For most of the last 30 years, customer experience has been organized around departments. Marketing runs campaigns, service handles complaints, and sales closes deals.
However, from the customer’s seat, those boundaries are invisible—they experience your brand as a whole, not at a department level. And if that experience is clunky or disconnected, they’ll churn for one that isn’t.
This changes the job for marketing leaders in 2026, shifting the role from running campaigns to coordinating signals, systems, and actions across departments.
SAP Engagement Cloud is built for that work: it brings marketing, sales, service, and commerce together around a shared customer view, so the customer experience remains consistent regardless of which team last touched it.
Closing the Divide
The Engagement Divide has been with customer experience as a discipline since the discipline was born. What’s changed in 2026 is the size of the prize for closing it. AI on its own won’t get any brand there, but used in the right places, on a unified data foundation, with the whole business pulling in the same direction, it can move the needle further than any single campaign in a generation.

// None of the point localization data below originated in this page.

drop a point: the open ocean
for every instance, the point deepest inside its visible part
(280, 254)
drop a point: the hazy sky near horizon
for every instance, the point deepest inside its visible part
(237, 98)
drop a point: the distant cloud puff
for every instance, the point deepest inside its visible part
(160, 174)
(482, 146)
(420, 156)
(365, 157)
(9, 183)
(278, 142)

The brands that move first will set the new bar. The full picture of where the divide sits today, country by country and industry by industry, is in the SAP 2026 Global Engagement Index.
Customer Experience Trends FAQs
The Engagement Divide is the gap between what brands believe they deliver to customers and what customers actually experience. The same gap has been measured by Bain, Capgemini, and now SAP across thirty years of CX research. The SAP 2026 Global Engagement Index finds 78% of businesses believe they deliver a connected customer experience, while only 25% of consumers agree.
How is AI changing customer experience in 2026?
AI is changing customer experience on both sides of the customer relationship. Brands are using AI to power predictive segmentation, real-time personalization, and cross-departmental orchestration. Customers are using AI to compare options, evaluate brand recommendations, and make purchase decisions on their own. The brands winning in 2026 are using AI everywhere customers can’t see it, while letting the customer experience the result.
What’s holding organizations back from improving customer experience?
Customer experience hasn’t improved measurably in thirty years because the discipline has been organized around departments. Marketing runs campaigns. Service handles complaints. Sales closes deals. From the customer’s seat, those boundaries are invisible. Until brands organize engagement as a company-wide discipline with unified data and aligned teams, investment tends to reinforce the existing structure without closing the gap.
What does “back-end AI” mean in customer experience?
Back-end AI refers to AI applications that customers don’t see directly. These include predictive segmentation, real-time personalization, churn signals, inventory readiness, and cross-departmental orchestration. Mark Ritson’s argument is that this is where AI delivers the most engagement value. Front-end AI (chatbots, AI-labeled ads, “AI-powered” badges) often reduces customer trust.